Bo chyba o czymś po drodze, przez te kilkanaście lat zapomnieliśmy – to właśnie nauczyciele mają jeden z najbardziej odpowiedzialnych zawodów. To oni uczą nas tego, co później robimy. To oni kształtują w nas ludzi, jakimi chcemy być. To oni przygotowują nas do zawodu! A przestaliśmy ich szanować. W przeciwieństwie do krajów Europy Zachodniej, nauczyciel w Polsce nie ma takiego autorytetu. Ba, często w ogóle go nie ma. Nie ma co dyskutować o tym, z czego to wynika. Ale powinno być inaczej.
Przejdźmy jeszcze do tego ogromu wolnego. Ten głupi stereotyp, że nauczyciel pracuje 18 h w tygodniu. Bzdura. 18 godzin to czas spędzony na przeprowadzaniu lekcji. A co ze sprawdzaniem wypracowań, przygotowaniem sprawdzianów, przygotowaniem samej lekcji? Z zebraniami rodziców, spotkaniami nauczycieli, organizowaniem wycieczek, pilnowaniem dzieciaków podczas przerw? To już nie istnieje? Oczywiście, że im starszy stażem nauczyciel, tym tego bieżącego przygotowania ma mniej. Ale jednak. Ale wiesz dlaczego tak się uważa? Bo jak nauczyciel skończy prowadzić lekcje, to idzie do domu. I w domu dłubie. Uważam, że znacznie lepszym rozwiązaniem byłoby nakazanie siedzenia nauczycielom w szkole od tej 8 do 16. Po skończonych lekcjach niech po prostu idzie do pokoju nauczycielskiego i niech ogarnia tam. Same plusy! Nie trzeba wtedy będzie zabierać pracy do domu. I nikt nie będzie już uważał, że praca nauczyciela to 18 godzin w tygodniu.
To jeszcze wolne wakacje.
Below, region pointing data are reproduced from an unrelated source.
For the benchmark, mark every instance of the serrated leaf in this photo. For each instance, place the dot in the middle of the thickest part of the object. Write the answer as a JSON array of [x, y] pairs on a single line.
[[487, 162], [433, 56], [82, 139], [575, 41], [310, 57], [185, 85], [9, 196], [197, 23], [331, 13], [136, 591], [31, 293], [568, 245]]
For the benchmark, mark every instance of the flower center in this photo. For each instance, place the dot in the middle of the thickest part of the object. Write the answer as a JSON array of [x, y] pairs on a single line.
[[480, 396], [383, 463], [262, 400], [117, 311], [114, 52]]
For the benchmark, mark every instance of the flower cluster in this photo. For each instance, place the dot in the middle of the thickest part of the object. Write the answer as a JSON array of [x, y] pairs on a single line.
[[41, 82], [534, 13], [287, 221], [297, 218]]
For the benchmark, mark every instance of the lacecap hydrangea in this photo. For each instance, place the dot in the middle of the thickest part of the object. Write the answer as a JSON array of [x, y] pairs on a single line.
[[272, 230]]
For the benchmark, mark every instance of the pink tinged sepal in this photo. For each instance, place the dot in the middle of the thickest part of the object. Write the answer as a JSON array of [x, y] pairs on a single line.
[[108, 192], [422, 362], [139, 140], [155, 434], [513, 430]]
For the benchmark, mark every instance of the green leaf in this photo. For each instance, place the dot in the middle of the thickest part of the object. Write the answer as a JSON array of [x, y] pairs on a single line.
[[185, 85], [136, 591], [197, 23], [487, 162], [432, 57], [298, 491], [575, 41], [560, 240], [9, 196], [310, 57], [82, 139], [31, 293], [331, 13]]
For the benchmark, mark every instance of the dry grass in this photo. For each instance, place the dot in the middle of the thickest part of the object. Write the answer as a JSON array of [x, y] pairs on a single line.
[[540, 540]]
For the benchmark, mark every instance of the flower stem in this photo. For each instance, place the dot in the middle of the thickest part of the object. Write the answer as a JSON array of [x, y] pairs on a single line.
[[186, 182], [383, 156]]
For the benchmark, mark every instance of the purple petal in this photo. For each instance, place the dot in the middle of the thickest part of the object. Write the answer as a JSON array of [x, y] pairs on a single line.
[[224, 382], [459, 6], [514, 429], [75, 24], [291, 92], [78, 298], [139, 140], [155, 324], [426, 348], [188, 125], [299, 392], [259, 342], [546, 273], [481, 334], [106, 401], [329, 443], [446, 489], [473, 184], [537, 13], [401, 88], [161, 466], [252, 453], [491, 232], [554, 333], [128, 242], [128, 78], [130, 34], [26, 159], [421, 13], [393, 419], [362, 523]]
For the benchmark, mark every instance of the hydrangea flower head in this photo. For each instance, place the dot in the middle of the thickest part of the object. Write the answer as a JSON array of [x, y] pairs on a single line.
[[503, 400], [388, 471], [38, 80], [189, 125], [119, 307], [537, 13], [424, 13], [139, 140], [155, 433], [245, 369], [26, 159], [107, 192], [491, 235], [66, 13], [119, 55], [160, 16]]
Wiesz, że od połowy sierpnia nauczyciel musi już być w szkole? W ferie też nie jest tak, że przez 2 tygodnie się tam nie pojawia. Tylko o tym się nie mówi. I jak się to odliczy, to myślisz, że rzeczywiście ma tyle więcej niż Twoje 26 dni urlopu? Niekoniecznie. I widzisz, nauczyciel nie skorzysta z okazji i nie wyjedzie na Kanary w styczniu przed feriami za połowę ceny, tak, jak mogę to zrobić ja, czy Ty. Nie pojedzie też przed sezonem w maju. Tak, jak my możemy to zrobić. Owszem, wakacje są fajnym czasem na wakacje, ale jednak to trochę ogranicza. Nie sądzisz?
A i jeszcze jedno. Ogólnie jestem za likwidacją karty nauczyciela, bo rzeczywiście mają tam dużo dziwnych bonusów. Ale nawet bez niej ta grupa zawodowa powinna godnie zarabiać (jak wiele innych, ale nie o tym ten wpis).
Dobra, bo miało być krótko, a jak zwykle nie wyszło. Mam nadzieję, że teraz zgadzasz się ze mną i uważasz, że 700 zł brutto podwyżki do pensji podstawowej, to godne wynagrodzenie. Doskonale wiem, że wszyscy będą im to chcieli utrudnić. Ale ja uważam, że na to zasługują.